ひよりは、上目遣いで俺の瞳を真っ直ぐに射抜き、甘く、とろけるような声で囁いた。


「もしかして今、私の前で緊張してますか?」


ドクンッ!!!!


俺の心臓が、本日最大級の、肋骨を突き破らんばかりの特大の音を立てた。


「き、緊張なんて……してねぇよ!」


「ほんとですかぁ? 目、すっごく泳いでますよ?」


「泳いでない! お前が近すぎるから……!」


「私が近いと、ドキドキしちゃいますか?」


「〜〜〜〜っ!!」


逃げ場のないローテーブルの上の攻防。

からかい半分、嬉しさ半分の、彼女の圧倒的な追撃。


シャンプーの甘い香りと、目の前にある無防備な桜色の唇、そして、俺をからかうように細められた大きな瞳。


こんなの、男としての理性が保てるわけがない。

俺は顔から火が出るほどの熱を感じながら、完全に白旗を上げるしかなかった。


「……わかった。わかったから、とりあえず離れろ。飯が冷める」


俺が真っ赤な顔で顔を背けると、ひよりは「えへへ」と満足そうに笑い、ようやく自分の定位置へと戻っていった。
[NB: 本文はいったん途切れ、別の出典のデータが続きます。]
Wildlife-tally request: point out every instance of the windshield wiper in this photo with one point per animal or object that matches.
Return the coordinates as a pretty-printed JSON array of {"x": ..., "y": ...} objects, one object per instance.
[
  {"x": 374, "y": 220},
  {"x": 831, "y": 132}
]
「湊くんの唐揚げ、やっぱりすっごく美味しいです。最高ですっ」


わざとらしく言葉を強調しながら、再びご飯を頬張り始める天使。

その顔は、ただの食いしん坊な隣人ではなく、明らかに俺の心を弄ぶ「女の子」の顔をしていた。


俺は、もう反論する気力すら湧かず、ただ黙って冷たい麦茶を飲み干した。


ただの「ご飯の契約」だったはずの関係が、音を立てて崩れ去り、全く新しい形へと作り変えられていく。

この距離感のバグは、もう、どうやっても修正不可能だ。


俺の平穏な一人暮らしは、この小悪魔な天使の前に、完全に陥落してしまったのだと、思い知らされる夜だった。